There were also statements presentations by other stakeholders at the meeting, including Professor Guy Berger, Director for Freedom of Expression and Media Development at UNESCO; Mr. Massimo Tommasoli, who is the Permanent Observer for International IDEA to the UN; Mr. Toby Mendel, Chair of the Steering Committee of the Freedom of Information Advocates Network (FOIAnet); as well as representatives of Ireland, Sierra Leone, Cuba, Costa Rica, Lesotho, among others, all of whom expressed support for the proposed resolution and pledged to contribute to the adoption of the resolution.
Professor Berger presented the background to the adoption of the resolution IDUAI by UNESCO member States in Paris, France, in November 2015 and suggested that other members of the UN family could become involved if the General Assembly decided to recognize the date.
He said UNESCO was prepared to continue increasing the nuber of countries around the world where the Day would be observed annually in order to make greater impact, adding that UNESCO was planning for the commemoration of the occasion of September 28 this year in at least 20 countries.
Professor Berger stressed to the value of the Day in promoting the monitoring of progress on SDG 16.10.2, adding that UNESCO was also convening a side-event to the UN High Level Political Forum where it would release a report on its tracking of guarantees on access to information in 43 countries.

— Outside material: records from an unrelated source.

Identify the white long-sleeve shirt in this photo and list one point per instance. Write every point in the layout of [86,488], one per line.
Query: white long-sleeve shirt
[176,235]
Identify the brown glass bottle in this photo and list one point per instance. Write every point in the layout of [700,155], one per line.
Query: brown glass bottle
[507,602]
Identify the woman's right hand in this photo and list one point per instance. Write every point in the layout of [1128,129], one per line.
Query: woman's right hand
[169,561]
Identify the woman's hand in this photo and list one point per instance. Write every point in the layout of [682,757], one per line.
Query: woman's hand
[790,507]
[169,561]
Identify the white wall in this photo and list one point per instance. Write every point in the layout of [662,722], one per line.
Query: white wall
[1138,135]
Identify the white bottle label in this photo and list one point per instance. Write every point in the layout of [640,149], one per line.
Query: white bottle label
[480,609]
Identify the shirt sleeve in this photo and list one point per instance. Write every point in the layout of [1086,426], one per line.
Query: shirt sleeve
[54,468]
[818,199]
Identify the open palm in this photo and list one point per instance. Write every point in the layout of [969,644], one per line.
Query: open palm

He pledged that the initiative at the UN would be brought to the attention of member State delegations at UNESCO who in turn could liaise with their counterparts in New York on the matter.
Mr. Tommasoli of International IDEA, noted that monitoring of progress on SDGs provides a reality check on policy-making which sometimes done without proper evidence. He added that the monitoring of progress was also a good way to check on performance in relation to the goals.